Here’s how it tends to play out.
In order to keep a firm grip on fixed-price spend and avoid variance on any given deliverable, the client or central finance team insists contingency is held centrally rather than on the vendor’s estimate. On paper, that’s fine: if something goes wrong, you dip into the central pot. In practice, two problems appear.
First, finance teams are often reluctant to release contingency. They treat requests as overspend or evidence of poor project management/implementation. People don’t like losing control or inviting blame, so approvals get sticky. Second, removing contingency from the vendor’s scope strips away whatever flexibility the vendor or delivery team might have to address issues quickly.
For as long as I can remember 1, there was usually a simple contingency line at the bottom of an estimate. It might have been in hours or a percentage, typically 10–20% (sometimes ~5% on a well-scoped waterfall project).

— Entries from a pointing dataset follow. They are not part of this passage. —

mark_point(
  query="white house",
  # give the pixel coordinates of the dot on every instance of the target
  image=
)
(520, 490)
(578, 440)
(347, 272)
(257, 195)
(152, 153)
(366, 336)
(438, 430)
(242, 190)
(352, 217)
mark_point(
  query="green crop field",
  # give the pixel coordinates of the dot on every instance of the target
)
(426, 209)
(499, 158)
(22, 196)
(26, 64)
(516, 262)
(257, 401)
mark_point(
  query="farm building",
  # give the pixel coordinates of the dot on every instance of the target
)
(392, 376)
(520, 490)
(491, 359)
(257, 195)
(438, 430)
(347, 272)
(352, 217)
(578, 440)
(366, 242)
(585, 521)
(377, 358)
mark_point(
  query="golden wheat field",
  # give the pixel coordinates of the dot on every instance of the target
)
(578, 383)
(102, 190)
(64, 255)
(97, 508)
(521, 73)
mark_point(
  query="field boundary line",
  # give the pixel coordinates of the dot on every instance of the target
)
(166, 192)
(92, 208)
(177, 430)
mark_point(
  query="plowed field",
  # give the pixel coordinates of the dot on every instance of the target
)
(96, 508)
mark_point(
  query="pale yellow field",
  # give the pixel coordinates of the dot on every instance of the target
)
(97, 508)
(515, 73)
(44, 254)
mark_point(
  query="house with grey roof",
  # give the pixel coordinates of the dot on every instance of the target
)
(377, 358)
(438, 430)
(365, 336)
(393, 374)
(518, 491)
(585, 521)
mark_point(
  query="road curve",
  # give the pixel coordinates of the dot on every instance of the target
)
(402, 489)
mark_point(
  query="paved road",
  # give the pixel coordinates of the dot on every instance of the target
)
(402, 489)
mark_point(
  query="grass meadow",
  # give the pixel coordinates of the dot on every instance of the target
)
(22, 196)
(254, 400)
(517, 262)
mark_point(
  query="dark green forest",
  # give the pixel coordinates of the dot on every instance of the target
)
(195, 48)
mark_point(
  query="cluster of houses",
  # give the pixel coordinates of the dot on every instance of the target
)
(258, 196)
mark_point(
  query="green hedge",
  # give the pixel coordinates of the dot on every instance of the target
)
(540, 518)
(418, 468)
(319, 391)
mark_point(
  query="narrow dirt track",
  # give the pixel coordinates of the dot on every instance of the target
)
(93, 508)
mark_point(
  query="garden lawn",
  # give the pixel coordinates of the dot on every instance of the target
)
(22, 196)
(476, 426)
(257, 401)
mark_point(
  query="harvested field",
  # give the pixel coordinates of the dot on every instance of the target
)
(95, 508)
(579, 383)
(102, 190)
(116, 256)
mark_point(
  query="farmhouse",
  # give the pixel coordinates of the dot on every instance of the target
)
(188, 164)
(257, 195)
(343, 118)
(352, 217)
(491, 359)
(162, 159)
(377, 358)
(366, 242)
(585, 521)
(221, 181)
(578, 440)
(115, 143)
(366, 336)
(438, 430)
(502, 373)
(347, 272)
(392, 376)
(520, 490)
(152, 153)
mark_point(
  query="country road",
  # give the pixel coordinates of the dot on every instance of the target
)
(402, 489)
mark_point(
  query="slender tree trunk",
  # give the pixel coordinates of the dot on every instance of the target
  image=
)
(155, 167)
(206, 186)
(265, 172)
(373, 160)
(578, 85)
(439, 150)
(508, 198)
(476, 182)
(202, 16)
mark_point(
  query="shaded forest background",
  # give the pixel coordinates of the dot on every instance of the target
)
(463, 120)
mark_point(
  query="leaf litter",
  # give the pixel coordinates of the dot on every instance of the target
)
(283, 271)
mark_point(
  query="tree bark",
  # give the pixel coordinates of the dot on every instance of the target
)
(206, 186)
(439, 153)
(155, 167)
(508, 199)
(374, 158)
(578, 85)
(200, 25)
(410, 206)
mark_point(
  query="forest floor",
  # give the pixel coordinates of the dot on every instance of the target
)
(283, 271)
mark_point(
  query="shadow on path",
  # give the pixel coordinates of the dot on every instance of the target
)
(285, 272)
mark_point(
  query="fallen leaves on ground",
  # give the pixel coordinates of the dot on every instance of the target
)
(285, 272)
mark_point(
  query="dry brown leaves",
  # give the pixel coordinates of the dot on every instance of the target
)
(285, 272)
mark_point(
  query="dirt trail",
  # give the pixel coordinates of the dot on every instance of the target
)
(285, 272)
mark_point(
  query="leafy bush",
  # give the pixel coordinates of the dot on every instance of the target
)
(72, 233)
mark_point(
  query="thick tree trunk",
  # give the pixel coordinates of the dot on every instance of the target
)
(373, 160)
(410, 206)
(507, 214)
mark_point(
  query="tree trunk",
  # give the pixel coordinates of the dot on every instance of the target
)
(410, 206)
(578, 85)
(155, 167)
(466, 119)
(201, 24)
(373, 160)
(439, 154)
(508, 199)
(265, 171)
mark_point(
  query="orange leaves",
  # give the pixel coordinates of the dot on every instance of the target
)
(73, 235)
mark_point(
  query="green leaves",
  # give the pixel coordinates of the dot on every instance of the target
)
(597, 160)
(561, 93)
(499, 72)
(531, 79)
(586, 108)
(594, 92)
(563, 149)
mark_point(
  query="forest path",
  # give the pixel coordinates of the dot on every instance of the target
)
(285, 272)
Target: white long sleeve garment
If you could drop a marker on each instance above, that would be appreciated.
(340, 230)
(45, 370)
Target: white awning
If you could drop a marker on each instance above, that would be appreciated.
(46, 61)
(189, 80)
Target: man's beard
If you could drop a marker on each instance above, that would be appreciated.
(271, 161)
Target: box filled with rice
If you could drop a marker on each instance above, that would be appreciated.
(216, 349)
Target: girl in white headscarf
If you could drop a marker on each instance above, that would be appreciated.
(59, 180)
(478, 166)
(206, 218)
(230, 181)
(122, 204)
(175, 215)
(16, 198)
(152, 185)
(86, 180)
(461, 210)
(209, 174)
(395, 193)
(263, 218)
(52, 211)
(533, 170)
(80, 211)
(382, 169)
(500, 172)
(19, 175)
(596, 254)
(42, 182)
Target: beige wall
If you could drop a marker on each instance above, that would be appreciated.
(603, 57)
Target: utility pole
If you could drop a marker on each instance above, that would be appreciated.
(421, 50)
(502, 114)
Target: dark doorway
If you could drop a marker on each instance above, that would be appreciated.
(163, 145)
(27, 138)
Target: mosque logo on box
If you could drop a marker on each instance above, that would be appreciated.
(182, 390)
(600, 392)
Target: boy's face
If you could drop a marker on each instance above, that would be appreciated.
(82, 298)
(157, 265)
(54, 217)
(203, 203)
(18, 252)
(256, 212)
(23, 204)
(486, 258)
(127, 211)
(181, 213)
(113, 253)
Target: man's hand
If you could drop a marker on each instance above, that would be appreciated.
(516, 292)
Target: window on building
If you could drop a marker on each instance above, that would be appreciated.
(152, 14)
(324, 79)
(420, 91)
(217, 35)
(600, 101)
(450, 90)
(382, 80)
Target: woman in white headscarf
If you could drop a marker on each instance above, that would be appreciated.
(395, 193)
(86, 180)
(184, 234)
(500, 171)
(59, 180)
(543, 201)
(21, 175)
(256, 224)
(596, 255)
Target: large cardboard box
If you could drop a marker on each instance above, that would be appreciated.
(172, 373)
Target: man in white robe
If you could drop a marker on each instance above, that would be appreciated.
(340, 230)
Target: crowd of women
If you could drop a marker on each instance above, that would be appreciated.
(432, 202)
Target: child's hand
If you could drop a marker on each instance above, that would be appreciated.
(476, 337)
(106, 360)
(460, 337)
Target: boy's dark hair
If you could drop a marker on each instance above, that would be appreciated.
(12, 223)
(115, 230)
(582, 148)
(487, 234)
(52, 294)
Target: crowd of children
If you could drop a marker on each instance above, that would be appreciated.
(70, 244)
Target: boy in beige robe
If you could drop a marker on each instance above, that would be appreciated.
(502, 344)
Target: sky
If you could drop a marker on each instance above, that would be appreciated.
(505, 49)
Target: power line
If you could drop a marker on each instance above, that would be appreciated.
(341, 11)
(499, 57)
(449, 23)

Now, many quotes simply cost about 20% more by default, and any challenge to time or scope turns into a long justification and a tussle over release of funds. Everyone knows the contingency hasn’t really gone; it’s just been moved and hidden. and that’s not much of a win for any of us.
The net effect is less transparency in our quotes and vendor interactions. If a project goes really well, we still “spend the contingency” because it’s already included in the bill. I’d much rather see contingency brought back as a clear line item. But while the push for ever-tighter fixed-price deliveries continues, I don’t expect that transparency to return any time soon.